The cycle never truly regulates.
Sleep never comes back.
New sensitivities appear.
The nervous system becomes more overwhelmed.
And eventually, many women arrive in my office not only tired from their symptoms, but tired from managing their symptoms.
Why Chinese Medicine Works
One of the more interesting parts of practicing Chinese Medicine in an English-speaking population is trying to translate a medicine built on an entirely different framework into language that feels meaningful and accessible to people today.
Some concepts translate easily. Others don’t.
But one thing Chinese Medicine does exceptionally well is look for patterns instead of isolated symptoms.

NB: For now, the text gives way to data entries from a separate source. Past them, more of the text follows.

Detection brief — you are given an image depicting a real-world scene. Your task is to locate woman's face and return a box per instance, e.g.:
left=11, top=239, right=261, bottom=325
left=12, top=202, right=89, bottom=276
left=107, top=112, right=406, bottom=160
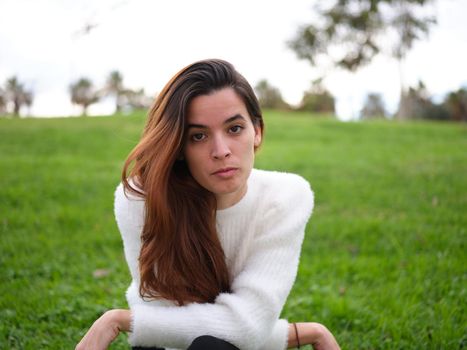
left=184, top=88, right=261, bottom=209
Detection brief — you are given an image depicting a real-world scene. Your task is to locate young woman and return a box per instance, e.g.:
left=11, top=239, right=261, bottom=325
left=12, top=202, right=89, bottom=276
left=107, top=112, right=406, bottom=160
left=77, top=60, right=339, bottom=350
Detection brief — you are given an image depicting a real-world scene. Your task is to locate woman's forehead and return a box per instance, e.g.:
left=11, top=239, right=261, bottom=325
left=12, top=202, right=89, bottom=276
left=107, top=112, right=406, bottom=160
left=187, top=88, right=250, bottom=126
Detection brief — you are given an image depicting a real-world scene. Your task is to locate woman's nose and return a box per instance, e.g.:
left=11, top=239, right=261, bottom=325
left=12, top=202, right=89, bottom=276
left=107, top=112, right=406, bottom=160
left=212, top=137, right=232, bottom=159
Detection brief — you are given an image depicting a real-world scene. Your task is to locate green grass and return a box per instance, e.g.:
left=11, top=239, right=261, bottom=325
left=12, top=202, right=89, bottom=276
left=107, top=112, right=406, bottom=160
left=0, top=111, right=467, bottom=349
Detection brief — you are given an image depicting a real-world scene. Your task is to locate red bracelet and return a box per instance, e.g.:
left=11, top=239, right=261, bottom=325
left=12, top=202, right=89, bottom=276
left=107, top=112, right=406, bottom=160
left=293, top=322, right=300, bottom=349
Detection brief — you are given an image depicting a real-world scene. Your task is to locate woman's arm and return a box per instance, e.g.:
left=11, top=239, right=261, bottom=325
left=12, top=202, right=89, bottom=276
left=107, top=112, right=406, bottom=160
left=116, top=177, right=313, bottom=349
left=287, top=322, right=340, bottom=350
left=75, top=309, right=131, bottom=350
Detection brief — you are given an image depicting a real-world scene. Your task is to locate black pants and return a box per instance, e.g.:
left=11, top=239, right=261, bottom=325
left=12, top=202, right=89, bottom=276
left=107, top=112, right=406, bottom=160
left=132, top=335, right=239, bottom=350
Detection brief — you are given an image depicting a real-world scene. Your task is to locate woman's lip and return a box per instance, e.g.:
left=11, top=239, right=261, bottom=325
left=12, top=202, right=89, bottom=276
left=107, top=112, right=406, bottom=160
left=213, top=168, right=238, bottom=177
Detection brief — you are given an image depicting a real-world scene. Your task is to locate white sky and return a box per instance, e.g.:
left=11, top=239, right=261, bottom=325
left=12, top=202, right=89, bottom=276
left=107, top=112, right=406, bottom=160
left=0, top=0, right=467, bottom=120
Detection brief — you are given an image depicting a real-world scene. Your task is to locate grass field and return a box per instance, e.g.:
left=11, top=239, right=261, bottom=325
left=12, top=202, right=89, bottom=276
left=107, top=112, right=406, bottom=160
left=0, top=111, right=467, bottom=349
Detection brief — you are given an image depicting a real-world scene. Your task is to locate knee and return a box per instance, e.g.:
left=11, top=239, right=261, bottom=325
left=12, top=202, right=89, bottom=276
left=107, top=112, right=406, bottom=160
left=188, top=335, right=238, bottom=350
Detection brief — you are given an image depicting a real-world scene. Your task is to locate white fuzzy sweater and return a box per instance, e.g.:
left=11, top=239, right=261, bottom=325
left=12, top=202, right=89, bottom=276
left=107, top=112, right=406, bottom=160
left=115, top=169, right=313, bottom=350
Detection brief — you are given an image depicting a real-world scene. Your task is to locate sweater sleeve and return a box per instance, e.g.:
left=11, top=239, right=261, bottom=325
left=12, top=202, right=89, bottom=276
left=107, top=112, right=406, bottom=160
left=120, top=176, right=313, bottom=350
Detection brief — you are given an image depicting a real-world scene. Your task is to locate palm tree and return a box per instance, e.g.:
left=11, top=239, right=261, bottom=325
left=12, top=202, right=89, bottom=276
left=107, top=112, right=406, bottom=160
left=70, top=78, right=99, bottom=116
left=104, top=70, right=125, bottom=113
left=0, top=88, right=6, bottom=115
left=5, top=76, right=33, bottom=117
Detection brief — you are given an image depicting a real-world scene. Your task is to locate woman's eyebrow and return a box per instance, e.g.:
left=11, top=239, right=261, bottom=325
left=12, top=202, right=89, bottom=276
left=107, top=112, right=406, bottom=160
left=187, top=114, right=246, bottom=129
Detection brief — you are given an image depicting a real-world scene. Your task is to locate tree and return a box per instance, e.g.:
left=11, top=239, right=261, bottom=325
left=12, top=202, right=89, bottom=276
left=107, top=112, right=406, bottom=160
left=0, top=87, right=6, bottom=115
left=397, top=81, right=449, bottom=120
left=121, top=88, right=153, bottom=110
left=104, top=70, right=125, bottom=113
left=70, top=78, right=99, bottom=116
left=5, top=76, right=33, bottom=117
left=298, top=79, right=335, bottom=114
left=443, top=88, right=467, bottom=122
left=255, top=79, right=289, bottom=109
left=288, top=0, right=435, bottom=117
left=360, top=93, right=386, bottom=119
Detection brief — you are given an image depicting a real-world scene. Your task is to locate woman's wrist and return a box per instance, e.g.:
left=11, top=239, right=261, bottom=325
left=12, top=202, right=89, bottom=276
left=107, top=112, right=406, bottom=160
left=297, top=322, right=326, bottom=344
left=105, top=309, right=131, bottom=332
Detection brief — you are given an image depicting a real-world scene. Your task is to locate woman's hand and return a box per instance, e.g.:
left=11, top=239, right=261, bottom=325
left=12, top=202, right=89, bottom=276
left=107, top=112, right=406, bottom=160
left=75, top=309, right=131, bottom=350
left=288, top=322, right=340, bottom=350
left=307, top=322, right=340, bottom=350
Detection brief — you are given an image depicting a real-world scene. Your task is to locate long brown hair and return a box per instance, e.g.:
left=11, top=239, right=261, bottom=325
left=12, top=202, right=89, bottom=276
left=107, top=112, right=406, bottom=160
left=122, top=59, right=264, bottom=305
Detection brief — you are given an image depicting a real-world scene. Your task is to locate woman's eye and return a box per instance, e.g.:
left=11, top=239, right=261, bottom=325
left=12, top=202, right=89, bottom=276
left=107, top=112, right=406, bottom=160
left=191, top=133, right=206, bottom=141
left=230, top=125, right=243, bottom=134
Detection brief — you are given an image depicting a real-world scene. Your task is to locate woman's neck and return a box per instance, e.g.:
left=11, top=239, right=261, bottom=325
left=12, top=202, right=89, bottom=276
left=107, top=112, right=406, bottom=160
left=216, top=183, right=248, bottom=210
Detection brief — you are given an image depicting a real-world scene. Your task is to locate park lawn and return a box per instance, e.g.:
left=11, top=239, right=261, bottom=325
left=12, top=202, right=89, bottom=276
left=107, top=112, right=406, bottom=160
left=0, top=111, right=467, bottom=349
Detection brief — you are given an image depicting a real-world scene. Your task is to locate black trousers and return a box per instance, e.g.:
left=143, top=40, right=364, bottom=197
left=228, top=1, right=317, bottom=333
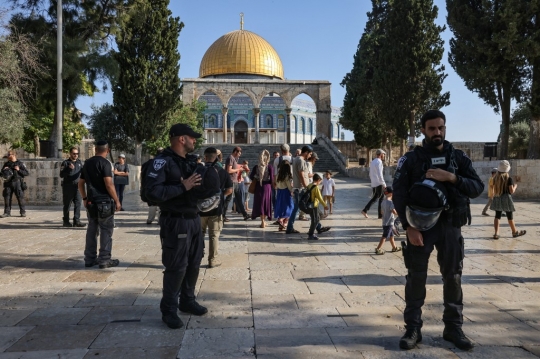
left=2, top=180, right=26, bottom=214
left=159, top=216, right=204, bottom=313
left=363, top=185, right=384, bottom=218
left=62, top=184, right=82, bottom=223
left=403, top=218, right=465, bottom=328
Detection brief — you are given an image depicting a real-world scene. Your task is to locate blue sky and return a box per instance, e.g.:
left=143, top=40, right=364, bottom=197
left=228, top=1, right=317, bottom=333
left=77, top=0, right=501, bottom=142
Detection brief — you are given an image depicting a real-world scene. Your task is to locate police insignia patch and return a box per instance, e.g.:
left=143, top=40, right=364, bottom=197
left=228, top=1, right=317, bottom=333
left=396, top=156, right=407, bottom=171
left=154, top=158, right=167, bottom=171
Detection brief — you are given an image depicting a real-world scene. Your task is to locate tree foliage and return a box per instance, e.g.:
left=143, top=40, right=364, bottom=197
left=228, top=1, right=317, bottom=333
left=113, top=0, right=184, bottom=163
left=446, top=0, right=530, bottom=158
left=10, top=0, right=125, bottom=153
left=88, top=103, right=135, bottom=153
left=340, top=0, right=450, bottom=153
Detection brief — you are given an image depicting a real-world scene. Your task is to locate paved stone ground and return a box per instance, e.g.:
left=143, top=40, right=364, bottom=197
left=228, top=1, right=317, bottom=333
left=0, top=178, right=540, bottom=359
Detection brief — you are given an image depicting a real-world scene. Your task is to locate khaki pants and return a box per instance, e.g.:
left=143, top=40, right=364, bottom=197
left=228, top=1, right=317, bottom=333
left=201, top=216, right=223, bottom=262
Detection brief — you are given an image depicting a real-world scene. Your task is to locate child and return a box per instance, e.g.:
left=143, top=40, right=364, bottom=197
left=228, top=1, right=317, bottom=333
left=375, top=187, right=401, bottom=254
left=482, top=168, right=497, bottom=216
left=240, top=161, right=251, bottom=212
left=322, top=171, right=336, bottom=217
left=306, top=173, right=330, bottom=240
left=489, top=160, right=527, bottom=239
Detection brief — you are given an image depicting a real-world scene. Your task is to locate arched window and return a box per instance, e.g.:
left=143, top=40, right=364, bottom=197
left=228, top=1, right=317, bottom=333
left=265, top=115, right=274, bottom=128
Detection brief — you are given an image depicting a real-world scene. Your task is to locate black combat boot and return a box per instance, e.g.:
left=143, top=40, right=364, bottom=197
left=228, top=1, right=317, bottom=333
left=161, top=312, right=184, bottom=329
left=443, top=327, right=474, bottom=350
left=399, top=327, right=422, bottom=350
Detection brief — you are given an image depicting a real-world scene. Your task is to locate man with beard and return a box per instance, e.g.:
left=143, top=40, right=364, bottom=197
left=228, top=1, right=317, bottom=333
left=393, top=110, right=484, bottom=350
left=145, top=123, right=208, bottom=329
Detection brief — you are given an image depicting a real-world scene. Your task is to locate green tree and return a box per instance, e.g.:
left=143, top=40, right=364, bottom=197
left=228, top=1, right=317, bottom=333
left=113, top=0, right=184, bottom=164
left=446, top=0, right=529, bottom=159
left=339, top=0, right=388, bottom=149
left=10, top=0, right=125, bottom=151
left=373, top=0, right=450, bottom=143
left=88, top=103, right=135, bottom=156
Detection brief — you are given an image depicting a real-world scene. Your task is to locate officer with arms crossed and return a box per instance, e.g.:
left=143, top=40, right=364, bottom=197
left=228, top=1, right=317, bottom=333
left=79, top=141, right=121, bottom=269
left=60, top=147, right=86, bottom=227
left=0, top=151, right=28, bottom=218
left=145, top=123, right=208, bottom=329
left=393, top=110, right=484, bottom=350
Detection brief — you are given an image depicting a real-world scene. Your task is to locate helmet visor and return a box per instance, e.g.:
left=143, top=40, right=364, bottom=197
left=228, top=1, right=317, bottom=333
left=405, top=206, right=443, bottom=231
left=197, top=194, right=220, bottom=212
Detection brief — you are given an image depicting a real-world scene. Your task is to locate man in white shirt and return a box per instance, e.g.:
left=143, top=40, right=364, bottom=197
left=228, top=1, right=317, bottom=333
left=362, top=148, right=386, bottom=218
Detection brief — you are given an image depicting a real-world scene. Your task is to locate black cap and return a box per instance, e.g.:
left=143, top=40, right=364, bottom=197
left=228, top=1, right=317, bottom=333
left=169, top=123, right=202, bottom=138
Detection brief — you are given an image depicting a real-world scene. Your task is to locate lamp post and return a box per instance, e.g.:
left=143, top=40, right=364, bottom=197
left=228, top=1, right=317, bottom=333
left=56, top=0, right=64, bottom=158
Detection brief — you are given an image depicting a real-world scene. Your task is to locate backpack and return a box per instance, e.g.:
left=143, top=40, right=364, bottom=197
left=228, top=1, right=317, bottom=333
left=298, top=185, right=315, bottom=213
left=139, top=159, right=154, bottom=205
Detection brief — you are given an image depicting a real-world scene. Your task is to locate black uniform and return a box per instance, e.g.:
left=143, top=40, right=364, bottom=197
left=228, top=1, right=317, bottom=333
left=60, top=159, right=83, bottom=223
left=146, top=148, right=204, bottom=313
left=393, top=140, right=484, bottom=329
left=2, top=160, right=29, bottom=216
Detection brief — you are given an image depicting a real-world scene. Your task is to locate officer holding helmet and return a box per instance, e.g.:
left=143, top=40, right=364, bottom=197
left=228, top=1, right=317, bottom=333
left=145, top=123, right=211, bottom=329
left=393, top=110, right=484, bottom=350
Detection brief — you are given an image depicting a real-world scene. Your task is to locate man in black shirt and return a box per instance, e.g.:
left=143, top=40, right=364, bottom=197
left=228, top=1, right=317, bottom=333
left=200, top=147, right=233, bottom=268
left=0, top=151, right=28, bottom=218
left=60, top=147, right=86, bottom=227
left=79, top=141, right=121, bottom=269
left=145, top=123, right=208, bottom=329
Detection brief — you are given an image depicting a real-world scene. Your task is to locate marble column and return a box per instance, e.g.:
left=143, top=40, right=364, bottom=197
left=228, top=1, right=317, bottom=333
left=253, top=107, right=261, bottom=143
left=221, top=107, right=229, bottom=143
left=285, top=108, right=292, bottom=144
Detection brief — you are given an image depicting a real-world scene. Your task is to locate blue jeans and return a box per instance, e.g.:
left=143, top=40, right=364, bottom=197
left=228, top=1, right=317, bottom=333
left=287, top=188, right=300, bottom=232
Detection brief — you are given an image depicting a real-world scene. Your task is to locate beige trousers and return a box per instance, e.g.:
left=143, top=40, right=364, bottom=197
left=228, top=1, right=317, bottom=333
left=201, top=216, right=223, bottom=261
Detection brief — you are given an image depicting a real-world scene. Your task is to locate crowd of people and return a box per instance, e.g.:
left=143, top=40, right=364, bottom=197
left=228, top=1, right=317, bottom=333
left=1, top=110, right=526, bottom=350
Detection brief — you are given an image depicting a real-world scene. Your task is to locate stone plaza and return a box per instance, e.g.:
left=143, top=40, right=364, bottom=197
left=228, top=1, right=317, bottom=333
left=0, top=177, right=540, bottom=359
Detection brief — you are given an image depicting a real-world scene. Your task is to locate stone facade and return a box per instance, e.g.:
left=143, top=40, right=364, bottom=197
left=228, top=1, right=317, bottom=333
left=0, top=159, right=141, bottom=208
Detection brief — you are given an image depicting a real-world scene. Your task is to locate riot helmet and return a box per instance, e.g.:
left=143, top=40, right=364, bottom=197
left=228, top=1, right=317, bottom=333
left=405, top=179, right=448, bottom=231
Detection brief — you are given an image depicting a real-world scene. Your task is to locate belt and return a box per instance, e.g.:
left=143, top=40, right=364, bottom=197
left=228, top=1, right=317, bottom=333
left=160, top=211, right=199, bottom=219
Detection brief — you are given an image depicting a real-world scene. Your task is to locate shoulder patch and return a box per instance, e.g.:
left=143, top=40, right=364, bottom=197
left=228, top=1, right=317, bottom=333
left=396, top=156, right=407, bottom=171
left=154, top=158, right=167, bottom=171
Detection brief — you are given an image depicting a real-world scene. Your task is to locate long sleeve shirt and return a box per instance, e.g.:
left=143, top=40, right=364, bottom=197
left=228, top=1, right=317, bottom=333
left=369, top=158, right=386, bottom=188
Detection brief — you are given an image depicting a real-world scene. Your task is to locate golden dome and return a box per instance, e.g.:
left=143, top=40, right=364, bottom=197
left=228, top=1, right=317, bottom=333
left=199, top=30, right=283, bottom=80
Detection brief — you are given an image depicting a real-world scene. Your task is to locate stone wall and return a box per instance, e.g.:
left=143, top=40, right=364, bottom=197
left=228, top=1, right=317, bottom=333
left=347, top=160, right=540, bottom=200
left=0, top=160, right=141, bottom=206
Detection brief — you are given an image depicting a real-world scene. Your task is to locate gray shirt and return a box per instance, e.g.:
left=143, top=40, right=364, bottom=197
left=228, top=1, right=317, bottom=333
left=292, top=156, right=309, bottom=189
left=381, top=199, right=394, bottom=226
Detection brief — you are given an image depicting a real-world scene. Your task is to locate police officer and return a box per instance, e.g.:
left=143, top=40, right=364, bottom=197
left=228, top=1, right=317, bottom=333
left=145, top=124, right=208, bottom=329
left=0, top=151, right=28, bottom=218
left=393, top=110, right=484, bottom=350
left=60, top=147, right=86, bottom=227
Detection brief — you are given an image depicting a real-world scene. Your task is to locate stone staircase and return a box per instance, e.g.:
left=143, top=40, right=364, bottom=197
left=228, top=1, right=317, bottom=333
left=195, top=143, right=341, bottom=174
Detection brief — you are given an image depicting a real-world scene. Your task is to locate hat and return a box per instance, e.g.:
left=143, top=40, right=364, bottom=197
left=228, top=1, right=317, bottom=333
left=169, top=123, right=202, bottom=138
left=497, top=160, right=512, bottom=173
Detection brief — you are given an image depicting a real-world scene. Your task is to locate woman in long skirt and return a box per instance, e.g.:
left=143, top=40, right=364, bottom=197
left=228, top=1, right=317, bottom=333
left=249, top=150, right=274, bottom=228
left=490, top=160, right=527, bottom=239
left=274, top=161, right=294, bottom=231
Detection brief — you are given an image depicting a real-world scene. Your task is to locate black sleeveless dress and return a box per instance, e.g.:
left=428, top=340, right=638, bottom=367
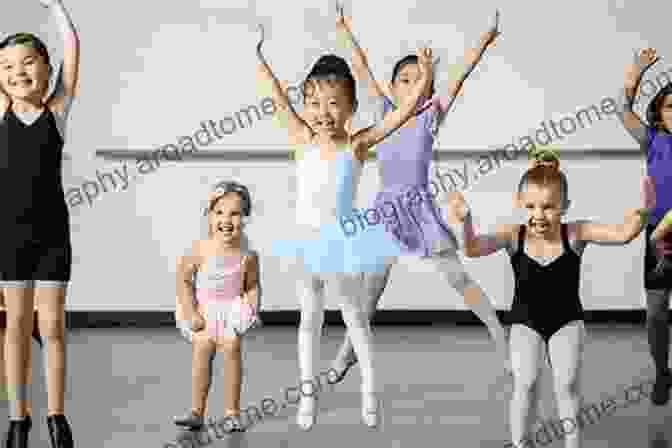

Instead of separating sleep from digestion, stress from hormonal health, or fatigue from menstrual symptoms, Chinese Medicine assumes that the body is interconnected and that
complexity is often part of the picture.
When I work with patients, I’m paying attention to the overall pattern presenting in the person:
their energy,
their sleep,
their digestion,
their cycle,
their stress response,
their temperature,
their appetite,
their emotional state,
their nervous system.
Not because every symptom needs to be analyzed endlessly, but because symptoms rarely exist in isolation. I’m looking for common threads.
This is also why treatment in Chinese Medicine is individualized. Two people with similar diagnoses may present very differently and require completely different approaches.
Through acupuncture, Chinese herbal medicine, moxibustion and lifestyle adjustments we begin to see real change.
In practice, we’re not chasing perfection.
W'e’re looking for signs that the system is becoming less overwhelmed and more regulated:
better sleep,
more stable energy,
less pain,
improved digestion,
more resilience,
a cycle that feels less chaotic,
a body that feels safer to live in.
Sometimes these changes happen quickly.
Often they happen gradually and incrementally over time.
An overwhelmed system cannot heal.
And increasingly, I think many women are not lacking discipline or information.
They are overwhelmed by information and disconnected from a coherent framework for understanding what their body is trying to communicate.
Health should support your life, not become your entire life.